Match each statement with a layer of the atmosphere. There will be two statements for each layer.

Chemistry

1 answer:

LuckyWell [14K]3 years ago

6 0

The troposphere:

H. This layer can have thunderstorms or clear, sunny skies.

A. The biosphere interacts most with this layer.

The stratosphere:

B. It is the second layer from Earth's surface.

G. Winds are strong and steady in this layer.

The mesosphere:

E. It is heated by the ozone layer beneath it.

D. This layer is where most meteor showers occur.

The thermosphere :

F. It contains the ionosphere and exosphere.

C. It contains layers of single, unmixed gas.

Explanation:

Depending on the Earth's temperature the atmosphere can be separated into layers. The troposphere, the stratosphere, the mesosphere and the thermosphere are those layers. The lowest layer is named as Troposphere (0-10 km from the Earth outer surface), it comprises about 75% of the atmosphere's total air and nearly most the water vapor.

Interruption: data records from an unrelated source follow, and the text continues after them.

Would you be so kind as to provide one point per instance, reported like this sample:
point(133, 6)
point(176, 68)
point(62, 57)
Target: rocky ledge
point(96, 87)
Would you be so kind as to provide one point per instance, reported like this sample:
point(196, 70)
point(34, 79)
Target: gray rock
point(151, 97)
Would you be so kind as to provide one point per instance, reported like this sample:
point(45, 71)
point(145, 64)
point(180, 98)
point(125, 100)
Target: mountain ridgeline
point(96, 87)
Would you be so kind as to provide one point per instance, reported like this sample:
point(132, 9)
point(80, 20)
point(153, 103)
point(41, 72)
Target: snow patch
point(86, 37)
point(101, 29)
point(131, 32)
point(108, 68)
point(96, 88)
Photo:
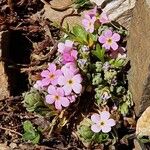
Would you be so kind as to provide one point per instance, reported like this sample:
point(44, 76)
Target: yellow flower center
point(51, 76)
point(57, 97)
point(109, 41)
point(70, 82)
point(102, 123)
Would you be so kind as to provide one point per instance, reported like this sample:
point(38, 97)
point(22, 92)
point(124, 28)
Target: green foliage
point(87, 136)
point(30, 133)
point(80, 35)
point(118, 63)
point(32, 100)
point(101, 137)
point(82, 4)
point(99, 52)
point(126, 104)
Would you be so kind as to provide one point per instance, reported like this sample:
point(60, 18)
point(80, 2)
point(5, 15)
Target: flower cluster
point(95, 50)
point(62, 83)
point(92, 18)
point(102, 122)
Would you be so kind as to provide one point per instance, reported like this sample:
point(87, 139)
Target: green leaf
point(118, 63)
point(80, 35)
point(91, 39)
point(101, 137)
point(31, 133)
point(99, 52)
point(27, 126)
point(124, 109)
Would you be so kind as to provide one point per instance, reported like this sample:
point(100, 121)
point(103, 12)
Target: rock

Stratosphere (10-30) includes much of the surface ozone. The change in height temperature arises as this ozone absorbs ultraviolet (UV) radiation from the sun. The temperature in Mesosphere (30-50 Km) declines again with height, hitting a minimum of about -90 ° C at the "mesopause." Above this thermosphere (50-400 Km) is settled which is a area where temperatures rise with height once again. The penetration of intense UV and X-ray radiation from the sun induces this temperature rise.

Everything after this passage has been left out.